O ex-senador e especialista em planejamento Waldeck Ornélas lança, no próximo dia 23 de abril, em Salvador, o livro Bahia: Urgências do Presente, obra que reúne artigos publicados nos últimos anos sobre os principais desafios estruturais do estado.
O lançamento será realizado na Livraria Leitura do Salvador Shopping, e a obra também estará disponível para compra online.
A publicação parte de uma constatação recorrente ao longo de sua trajetória, a permanência de problemas históricos, especialmente na área de infraestrutura. Segundo o autor, embora a maior parte dos textos seja recente, a inclusão de artigos mais antigos ajuda a evidenciar a continuidade dos entraves.
“São artigos basicamente dos últimos três anos. Agora, como alguns assuntos permanecem pendentes há muito tempo, eu resgatei dois ou três artigos de dez anos atrás que já tratavam desses mesmos temas”, explicou.
Para ele, o problema não é apenas técnico, mas também de decisão. “O que estamos vendo é um processo decisório muito lento, uma ausência de prioridade, e isso vai comprometendo o desempenho da economia do Estado. Temos pendências que estão aí há muito tempo e que não são resolvidas”, afirmou.
A obra também nasceu da percepção de que os textos publicados isoladamente perdiam parte do seu impacto. “As pessoas leem artigos semanais e muitas vezes passa despercebido que eles têm uma certa conexão. A reunião em livro permite que sejam considerados em bloco. Se alguém quiser estudar um tema, vai encontrar cinco, dez, vinte artigos sobre o mesmo assunto, em momentos diferentes”, disse.

Desconexão logística da Bahia
No centro da análise está a desconexão logística da Bahia, apontada por Ornélas como um dos principais entraves ao desenvolvimento. Ele destaca a posição estratégica do estado no território nacional, mas avalia que essa vantagem é anulada pela precariedade da infraestrutura.

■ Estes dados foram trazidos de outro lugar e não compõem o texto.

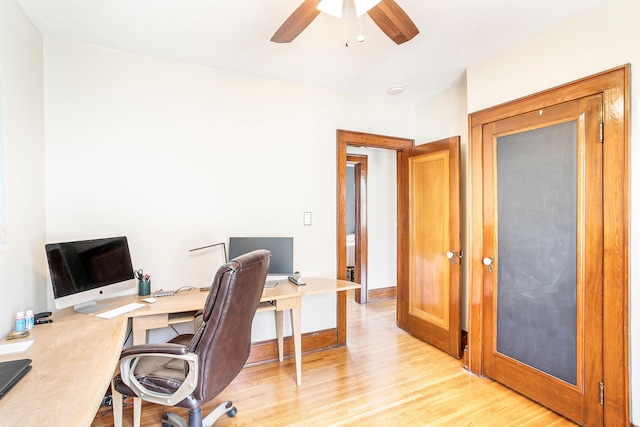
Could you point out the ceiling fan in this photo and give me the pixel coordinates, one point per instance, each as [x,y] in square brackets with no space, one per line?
[387,15]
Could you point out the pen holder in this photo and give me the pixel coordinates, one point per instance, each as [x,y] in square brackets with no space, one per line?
[144,288]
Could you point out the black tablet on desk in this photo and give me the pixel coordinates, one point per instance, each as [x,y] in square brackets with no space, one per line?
[11,372]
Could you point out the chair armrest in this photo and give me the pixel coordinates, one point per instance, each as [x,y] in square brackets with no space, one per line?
[164,348]
[129,362]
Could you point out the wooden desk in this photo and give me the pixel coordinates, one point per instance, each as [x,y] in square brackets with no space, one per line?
[285,296]
[73,361]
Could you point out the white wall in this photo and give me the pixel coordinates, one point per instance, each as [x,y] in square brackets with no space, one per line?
[22,263]
[177,157]
[597,40]
[382,223]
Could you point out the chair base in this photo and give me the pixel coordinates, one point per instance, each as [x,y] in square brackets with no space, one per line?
[195,416]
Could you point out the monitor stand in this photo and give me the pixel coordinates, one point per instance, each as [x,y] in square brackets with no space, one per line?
[89,307]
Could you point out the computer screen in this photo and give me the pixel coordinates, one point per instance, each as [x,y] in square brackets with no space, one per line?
[281,249]
[86,270]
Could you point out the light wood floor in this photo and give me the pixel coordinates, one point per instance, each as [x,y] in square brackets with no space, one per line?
[383,377]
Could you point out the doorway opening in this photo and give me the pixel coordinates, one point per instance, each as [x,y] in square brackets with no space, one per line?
[346,138]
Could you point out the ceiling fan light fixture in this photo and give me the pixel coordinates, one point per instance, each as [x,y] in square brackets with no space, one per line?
[332,7]
[363,6]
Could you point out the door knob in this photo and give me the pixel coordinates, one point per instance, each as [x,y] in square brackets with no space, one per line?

“A Bahia faz a ligação entre o Nordeste e o Sudeste. Na medida em que está com suas vias obstruídas ou inexistentes, compromete a própria economia nacional”, afirmou.
“Nós temos dois eixos rodoviários, a BR-116 e a BR-101, um ferroviário e a hidrovia do São Francisco. Nenhum dos quatro está em condições adequadas de funcionamento. A hidrovia está desativada, a ferrovia está praticamente inexistente e as rodovias estão estranguladas”, disse.

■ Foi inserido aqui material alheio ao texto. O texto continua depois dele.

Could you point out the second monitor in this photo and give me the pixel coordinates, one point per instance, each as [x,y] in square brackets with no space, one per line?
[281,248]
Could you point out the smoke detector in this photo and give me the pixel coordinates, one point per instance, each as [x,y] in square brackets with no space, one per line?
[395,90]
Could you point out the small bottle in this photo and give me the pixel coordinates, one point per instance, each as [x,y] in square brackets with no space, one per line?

Segundo ele, esse cenário provoca o isolamento de áreas estratégicas. “A região metropolitana de Salvador, o sistema portuário da Baía de Todos-os-Santos e o polo petroquímico de Camaçari estão isolados logisticamente do resto do país. Com isso, a economia fica estrangulada”, completou.
Melhorias não foram suficientes
Apesar de reconhecer avanços no setor portuário, Ornélas avalia que as melhorias não foram suficientes para gerar crescimento sustentado. “Houve modernização, ampliação de capacidade, dragagem, mas tudo isso foi feito para atender à demanda presente. Existe uma demanda reprimida que ocupa imediatamente essas novas capacidades, então não há expansão efetiva da economia”, explicou.

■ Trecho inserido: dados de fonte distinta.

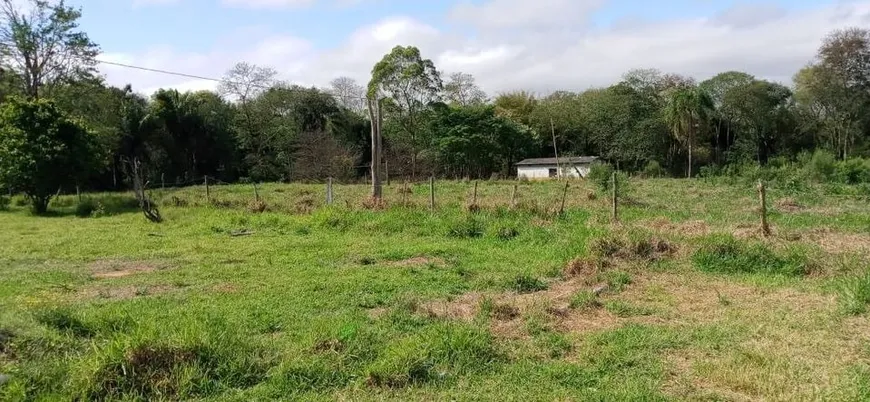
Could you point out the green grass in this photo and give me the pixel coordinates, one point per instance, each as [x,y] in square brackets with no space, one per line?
[305,301]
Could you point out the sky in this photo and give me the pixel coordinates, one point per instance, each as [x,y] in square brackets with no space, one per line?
[534,45]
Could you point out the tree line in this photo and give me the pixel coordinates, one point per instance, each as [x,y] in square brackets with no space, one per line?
[62,125]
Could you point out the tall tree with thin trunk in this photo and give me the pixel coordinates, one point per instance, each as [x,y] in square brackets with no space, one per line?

A repetição desses problemas ao longo do tempo é um dos pontos centrais do livro, reforçada pela escolha de organizar os textos em ordem cronológica invertida.
“A ordem é de hoje para o passado. O que eu quis mostrar foi exatamente isso: os assuntos permanecem abertos. Essas agendas não se concluem, não se encerram. Mesmo decisões tomadas agora não têm efeito imediato. A renovação de uma concessão ferroviária, por exemplo, pode levar três, cinco anos para apresentar alguma melhoria”, disse.
Impacto do tempo
O autor também chama atenção para o impacto do tempo na implementação de projetos estruturantes. “Você vê que o tempo é terrível nesse negócio, é mortal. Os projetos não se concretizam imediatamente. Uma concessão sai hoje, mas obra relevante só aparece anos depois”, pontuou.
Além da infraestrutura, a obra recupera o debate sobre o desenvolvimento regional do Nordeste, tema que marcou gerações anteriores de planejadores, como Celso Furtado. Ornélas avalia que esse projeto perdeu força ao longo das décadas.
“O Nordeste sempre foi o sonho da minha geração, mas esse sonho de desenvolvimento regional se perdeu ao longo do tempo. Não se concretizou”, afirmou.
Com o lançamento do livro, Ornélas diz manter o compromisso com o debate público, agora fora da política institucional. “Eu deixei a política há mais de 20 anos, mas não me desliguei do meu compromisso com a Bahia. O que eu pretendo é, como ativista na área técnica, continuar contribuindo para o desenvolvimento do estado”, concluiu.